22.12.2017, 11:50 Uhr

Berlin (AFP) Riexinger: Weniger Angriffe auf Flüchtlingsheime "kein Grund zum Aufatmen"

Bernd Riexinger. Quelle: dpa/AFP/Archiv/Sebastian Gollnow (Foto: dpa/AFP/Archiv/Sebastian Gollnow)Bernd Riexinger. Quelle: dpa/AFP/Archiv/Sebastian Gollnow (Foto: dpa/AFP/Archiv/Sebastian Gollnow)

Politiker warnen vor Verharmlosung der Gefahrenlage für Asylbewerber

Angesichts der zurückgegangenen Angriffe auf Flüchtlingsheime in diesem Jahr haben führende Politiker vor der Verharmlosung der Gefahrenlage für Asylbewerber gewarnt.

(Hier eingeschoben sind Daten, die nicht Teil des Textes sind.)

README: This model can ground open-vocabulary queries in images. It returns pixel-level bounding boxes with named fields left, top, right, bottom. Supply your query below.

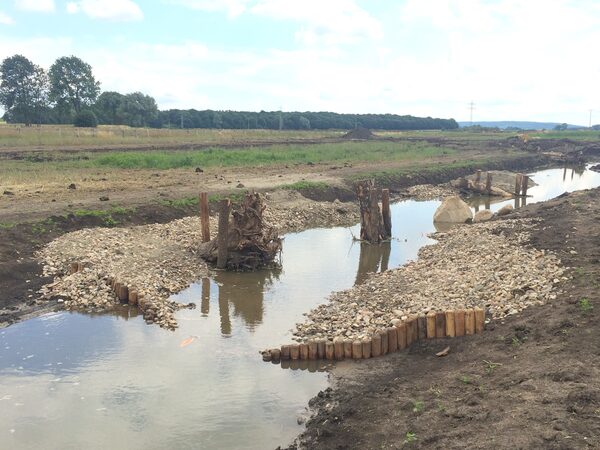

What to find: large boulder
left=433, top=196, right=473, bottom=223
left=496, top=205, right=514, bottom=216
left=473, top=209, right=494, bottom=223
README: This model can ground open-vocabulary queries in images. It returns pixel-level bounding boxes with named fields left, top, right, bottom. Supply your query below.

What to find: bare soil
left=290, top=189, right=600, bottom=449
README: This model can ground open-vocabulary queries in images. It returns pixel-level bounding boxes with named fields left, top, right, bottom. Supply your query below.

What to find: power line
left=469, top=100, right=475, bottom=126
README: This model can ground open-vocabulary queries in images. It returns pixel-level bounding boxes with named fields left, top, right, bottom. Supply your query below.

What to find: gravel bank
left=37, top=191, right=358, bottom=329
left=294, top=219, right=566, bottom=341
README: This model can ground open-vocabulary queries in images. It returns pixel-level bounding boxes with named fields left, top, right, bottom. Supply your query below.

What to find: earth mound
left=342, top=128, right=376, bottom=139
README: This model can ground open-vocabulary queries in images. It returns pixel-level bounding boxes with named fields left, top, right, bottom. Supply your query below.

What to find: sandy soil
left=293, top=189, right=600, bottom=449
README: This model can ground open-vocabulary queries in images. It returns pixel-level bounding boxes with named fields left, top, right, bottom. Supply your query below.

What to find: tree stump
left=356, top=180, right=386, bottom=244
left=199, top=193, right=281, bottom=271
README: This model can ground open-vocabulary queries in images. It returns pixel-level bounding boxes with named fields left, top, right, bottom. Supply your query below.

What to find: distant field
left=530, top=130, right=600, bottom=141
left=0, top=123, right=344, bottom=149
left=0, top=141, right=457, bottom=184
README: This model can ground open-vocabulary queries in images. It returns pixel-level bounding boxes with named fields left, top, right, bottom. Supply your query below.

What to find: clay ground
left=288, top=189, right=600, bottom=449
left=0, top=134, right=547, bottom=325
left=0, top=130, right=600, bottom=449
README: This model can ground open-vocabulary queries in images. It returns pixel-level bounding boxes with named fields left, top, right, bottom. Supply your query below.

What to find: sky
left=0, top=0, right=600, bottom=125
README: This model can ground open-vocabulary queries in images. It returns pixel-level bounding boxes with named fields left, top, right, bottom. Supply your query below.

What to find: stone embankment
left=38, top=191, right=358, bottom=329
left=294, top=219, right=566, bottom=342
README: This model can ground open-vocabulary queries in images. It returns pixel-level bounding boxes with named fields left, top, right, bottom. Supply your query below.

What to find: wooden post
left=427, top=311, right=435, bottom=339
left=200, top=192, right=210, bottom=242
left=298, top=343, right=308, bottom=360
left=446, top=311, right=456, bottom=337
left=217, top=198, right=231, bottom=269
left=290, top=344, right=300, bottom=360
left=465, top=308, right=475, bottom=336
left=475, top=307, right=485, bottom=334
left=317, top=339, right=325, bottom=359
left=406, top=316, right=419, bottom=346
left=127, top=289, right=137, bottom=306
left=344, top=339, right=352, bottom=359
left=417, top=315, right=427, bottom=341
left=381, top=189, right=392, bottom=239
left=325, top=341, right=335, bottom=361
left=119, top=284, right=129, bottom=302
left=271, top=348, right=281, bottom=362
left=435, top=312, right=446, bottom=338
left=356, top=180, right=385, bottom=244
left=396, top=322, right=406, bottom=350
left=515, top=173, right=523, bottom=197
left=352, top=341, right=363, bottom=359
left=362, top=338, right=372, bottom=359
left=521, top=175, right=529, bottom=197
left=377, top=329, right=390, bottom=356
left=387, top=327, right=398, bottom=353
left=333, top=336, right=344, bottom=361
left=371, top=331, right=381, bottom=358
left=454, top=309, right=465, bottom=337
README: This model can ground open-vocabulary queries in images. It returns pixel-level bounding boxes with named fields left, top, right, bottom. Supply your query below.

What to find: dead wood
left=199, top=193, right=281, bottom=271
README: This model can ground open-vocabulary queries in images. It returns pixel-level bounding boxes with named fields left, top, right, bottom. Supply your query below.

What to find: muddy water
left=0, top=166, right=600, bottom=449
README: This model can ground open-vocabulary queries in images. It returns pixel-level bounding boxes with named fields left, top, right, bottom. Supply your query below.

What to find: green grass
left=531, top=130, right=600, bottom=141
left=0, top=124, right=344, bottom=148
left=579, top=298, right=594, bottom=314
left=85, top=142, right=456, bottom=170
left=413, top=400, right=425, bottom=414
left=404, top=431, right=417, bottom=444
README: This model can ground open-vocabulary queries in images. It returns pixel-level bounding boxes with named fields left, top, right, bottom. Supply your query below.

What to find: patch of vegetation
left=579, top=298, right=594, bottom=314
left=413, top=400, right=425, bottom=414
left=208, top=191, right=248, bottom=203
left=160, top=197, right=198, bottom=209
left=483, top=359, right=502, bottom=375
left=86, top=141, right=456, bottom=169
left=404, top=431, right=417, bottom=444
left=279, top=181, right=329, bottom=191
left=73, top=206, right=135, bottom=217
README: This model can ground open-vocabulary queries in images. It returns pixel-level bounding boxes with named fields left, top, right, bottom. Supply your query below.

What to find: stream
left=0, top=168, right=600, bottom=449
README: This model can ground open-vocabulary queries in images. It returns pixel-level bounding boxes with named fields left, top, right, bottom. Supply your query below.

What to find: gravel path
left=294, top=219, right=566, bottom=341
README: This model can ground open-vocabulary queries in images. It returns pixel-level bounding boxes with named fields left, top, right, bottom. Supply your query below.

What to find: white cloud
left=0, top=11, right=15, bottom=25
left=250, top=0, right=383, bottom=45
left=172, top=0, right=250, bottom=18
left=67, top=0, right=144, bottom=22
left=15, top=0, right=56, bottom=12
left=171, top=0, right=383, bottom=45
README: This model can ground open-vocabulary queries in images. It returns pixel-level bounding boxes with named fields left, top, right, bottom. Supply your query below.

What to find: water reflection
left=0, top=168, right=600, bottom=449
left=468, top=165, right=600, bottom=214
left=354, top=242, right=392, bottom=284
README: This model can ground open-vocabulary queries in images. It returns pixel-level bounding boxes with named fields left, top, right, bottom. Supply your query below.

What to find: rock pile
left=405, top=183, right=458, bottom=201
left=38, top=193, right=358, bottom=329
left=294, top=219, right=566, bottom=342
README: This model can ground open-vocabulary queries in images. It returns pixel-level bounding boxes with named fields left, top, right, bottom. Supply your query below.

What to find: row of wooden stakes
left=261, top=308, right=485, bottom=362
left=70, top=262, right=143, bottom=306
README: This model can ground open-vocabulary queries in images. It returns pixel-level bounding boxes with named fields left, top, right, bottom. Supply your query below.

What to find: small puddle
left=0, top=165, right=600, bottom=449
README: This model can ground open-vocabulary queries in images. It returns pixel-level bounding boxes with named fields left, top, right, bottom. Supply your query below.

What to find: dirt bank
left=0, top=190, right=358, bottom=328
left=291, top=185, right=600, bottom=449
left=294, top=219, right=566, bottom=341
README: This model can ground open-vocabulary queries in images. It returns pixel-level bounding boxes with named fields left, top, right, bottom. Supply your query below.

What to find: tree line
left=0, top=55, right=458, bottom=130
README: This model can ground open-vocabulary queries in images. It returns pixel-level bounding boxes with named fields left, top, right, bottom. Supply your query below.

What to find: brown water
left=0, top=165, right=600, bottom=449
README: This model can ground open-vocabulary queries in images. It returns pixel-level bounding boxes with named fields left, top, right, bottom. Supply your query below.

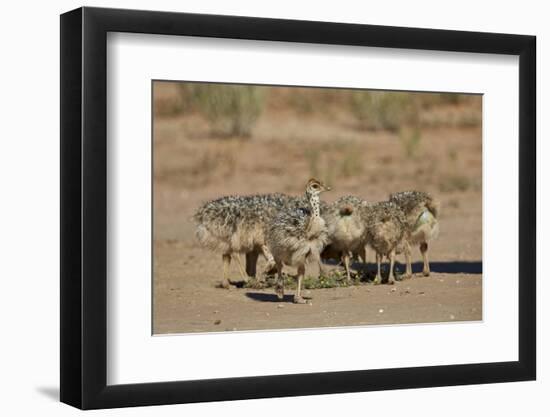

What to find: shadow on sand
left=246, top=292, right=294, bottom=303
left=350, top=261, right=483, bottom=274
left=36, top=387, right=59, bottom=401
left=401, top=261, right=483, bottom=274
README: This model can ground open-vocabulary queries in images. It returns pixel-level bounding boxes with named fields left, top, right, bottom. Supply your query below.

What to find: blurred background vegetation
left=154, top=83, right=481, bottom=138
left=153, top=81, right=482, bottom=210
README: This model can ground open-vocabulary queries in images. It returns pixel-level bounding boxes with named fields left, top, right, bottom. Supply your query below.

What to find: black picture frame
left=60, top=7, right=536, bottom=409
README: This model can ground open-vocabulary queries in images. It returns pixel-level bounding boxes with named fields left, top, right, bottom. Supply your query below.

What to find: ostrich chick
left=362, top=201, right=407, bottom=284
left=266, top=179, right=330, bottom=304
left=322, top=196, right=367, bottom=284
left=194, top=194, right=294, bottom=288
left=390, top=191, right=440, bottom=277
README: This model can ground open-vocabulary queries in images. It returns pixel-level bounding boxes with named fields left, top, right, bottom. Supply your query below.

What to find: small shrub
left=439, top=175, right=472, bottom=193
left=340, top=146, right=363, bottom=178
left=399, top=129, right=422, bottom=158
left=351, top=91, right=418, bottom=132
left=182, top=84, right=265, bottom=137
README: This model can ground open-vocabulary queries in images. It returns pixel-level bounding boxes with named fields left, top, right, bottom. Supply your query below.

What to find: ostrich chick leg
left=388, top=249, right=395, bottom=284
left=420, top=242, right=430, bottom=277
left=342, top=252, right=351, bottom=285
left=294, top=265, right=307, bottom=304
left=222, top=254, right=231, bottom=289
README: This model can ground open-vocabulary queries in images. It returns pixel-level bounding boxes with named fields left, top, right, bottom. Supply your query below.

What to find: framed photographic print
left=60, top=8, right=536, bottom=409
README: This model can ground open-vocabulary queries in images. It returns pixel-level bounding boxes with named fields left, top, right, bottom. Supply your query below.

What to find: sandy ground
left=153, top=83, right=482, bottom=334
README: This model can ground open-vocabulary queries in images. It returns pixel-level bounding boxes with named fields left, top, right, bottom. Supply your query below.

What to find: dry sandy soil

Für den Linken-Parteichef Bernd Riexinger sind weniger Übergriffe "kein Grund zum Aufatmen", wie er am Freitag der Nachrichtenagentur AFP sagte. "264 Übergriffe auf Menschen, die vor Krieg und Folter geflohen sind, um hier Frieden zu finden, sind schändlich."

Das Bundeskriminalamt (BKA) zählte bis zum 18. Dezember insgesamt 264 Straftaten gegen Asylunterkünfte, für die in 251 Fällen rechtsextreme Täter verantwortlich gemacht wurden. Überwiegend handele es sich dabei um Propagandadelikte (84 Fälle), Sachbeschädigung (65 Fälle) sowie Gewaltdelikte (39 Fälle). Das BKA registrierte 16 Brandstiftungen, zwei Sprengstoffexplosionen sowie zwei Verstöße gegen das Waffengesetz.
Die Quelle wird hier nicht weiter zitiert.